Stefan Nieuwenhuis about the unpredictabale aspect of his job

Stefan Nieuwenhuis, Technician at Omexom since 2016

What do you like about your job?

‘The variation. One day you’re working on safeguarding, consulting with engineering about a drawing that isn’t quite right, and supporting colleagues with installation. The next day, you’re testing, liaising with the client about what still needs to be done before a field can commence operation, and updating the administration. No two days are the same.’

What do you like about working at Omexom?

‘The lines to the office are very short. If something happens out in the field, I can call the office and speak to someone right away. I also like having the responsibility of organizing my work the way I want. Plus, I particularly enjoy maintaining contact with the different parties involved in the project I’m working on.’

What are the challenges?

‘We often have to deal with older systems that we have to build on. Engineering sometimes has to work with old drawing packages where the situation out in the field has changed in the meantime – this can present its challenges. Our job is to find a suitable solution and make it work. Obviously, you can look at the drawings beforehand to see if they are correct, but in some cases you can only really spot things once you begin working on them. A good example is a control system. But it’s that unpredictability that makes the job interesting, especially when you get everything to work in the end.’

What do you draw your energy from?

‘If the atmosphere is good and we’ve worked together well, then I feel satisfied. If the atmosphere is a bit of a downer, I do my best to change it. It’s not a challenge really, I quite enjoy doing it! I also draw energy from passing on knowledge and expertise to colleagues who want to know more about the work I’m doing or the system that I’m working on at the moment.’

What makes you proud?

‘That I have full-time employment and that I’m following a higher vocational study. Being able to combine the two is something that I’m proud of.’

What future challenges and developments do your predict in your field?

‘Lots! In the high-voltage station that I’m working on at the moment, for example, we’re dealing with just a small part of the installation. We may receive an order to work on another part at some point, but I think this sort of approach will change in the near future. I think they will probably look to start replacing a complete field or entire station, rather than just one small part at a time.’
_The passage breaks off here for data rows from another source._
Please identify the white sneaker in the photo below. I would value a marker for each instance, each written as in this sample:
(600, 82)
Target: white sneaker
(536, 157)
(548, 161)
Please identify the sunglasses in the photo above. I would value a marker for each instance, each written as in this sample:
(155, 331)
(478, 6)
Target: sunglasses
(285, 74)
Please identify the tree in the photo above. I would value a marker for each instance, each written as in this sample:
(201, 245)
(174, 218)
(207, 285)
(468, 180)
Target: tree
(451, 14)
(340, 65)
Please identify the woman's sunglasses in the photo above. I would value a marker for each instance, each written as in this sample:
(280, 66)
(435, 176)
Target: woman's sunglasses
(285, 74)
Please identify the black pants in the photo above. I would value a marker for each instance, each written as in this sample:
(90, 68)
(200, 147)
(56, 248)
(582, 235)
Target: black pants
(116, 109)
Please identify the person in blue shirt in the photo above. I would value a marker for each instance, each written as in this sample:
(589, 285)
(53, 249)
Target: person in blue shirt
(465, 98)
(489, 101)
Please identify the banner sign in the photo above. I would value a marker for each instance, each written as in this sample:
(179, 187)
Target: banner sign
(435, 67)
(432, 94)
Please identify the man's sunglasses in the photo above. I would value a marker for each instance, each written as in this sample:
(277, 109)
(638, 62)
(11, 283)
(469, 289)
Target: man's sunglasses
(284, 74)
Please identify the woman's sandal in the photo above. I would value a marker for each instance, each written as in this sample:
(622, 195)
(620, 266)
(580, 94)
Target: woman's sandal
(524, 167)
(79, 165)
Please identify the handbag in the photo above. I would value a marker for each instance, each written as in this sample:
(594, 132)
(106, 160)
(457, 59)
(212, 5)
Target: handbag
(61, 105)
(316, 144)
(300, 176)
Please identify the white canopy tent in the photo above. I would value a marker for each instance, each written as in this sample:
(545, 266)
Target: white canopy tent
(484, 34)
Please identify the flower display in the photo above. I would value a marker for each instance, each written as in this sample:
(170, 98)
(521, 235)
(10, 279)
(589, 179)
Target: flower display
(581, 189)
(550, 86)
And the next step for you?

‘In the future, I think I’d be interested in involving myself in our training institute, so that I can pass on what I know to others – show them what I do and what the possibilities are. I see myself as a sort of mentor to new colleagues who are eager to learn our field. But first I need to complete my own studies. Alongside my full-time work I’m studying a higher vocational course in electronics in the evenings. I’m now in the third year. When I’ve completed that, I’d like to do a few more years ‘playing outside’ as we like to call it, because I really enjoy the work. Becoming a project manager is also something I’d be interested in. But first, I need to get my studies out of the way!’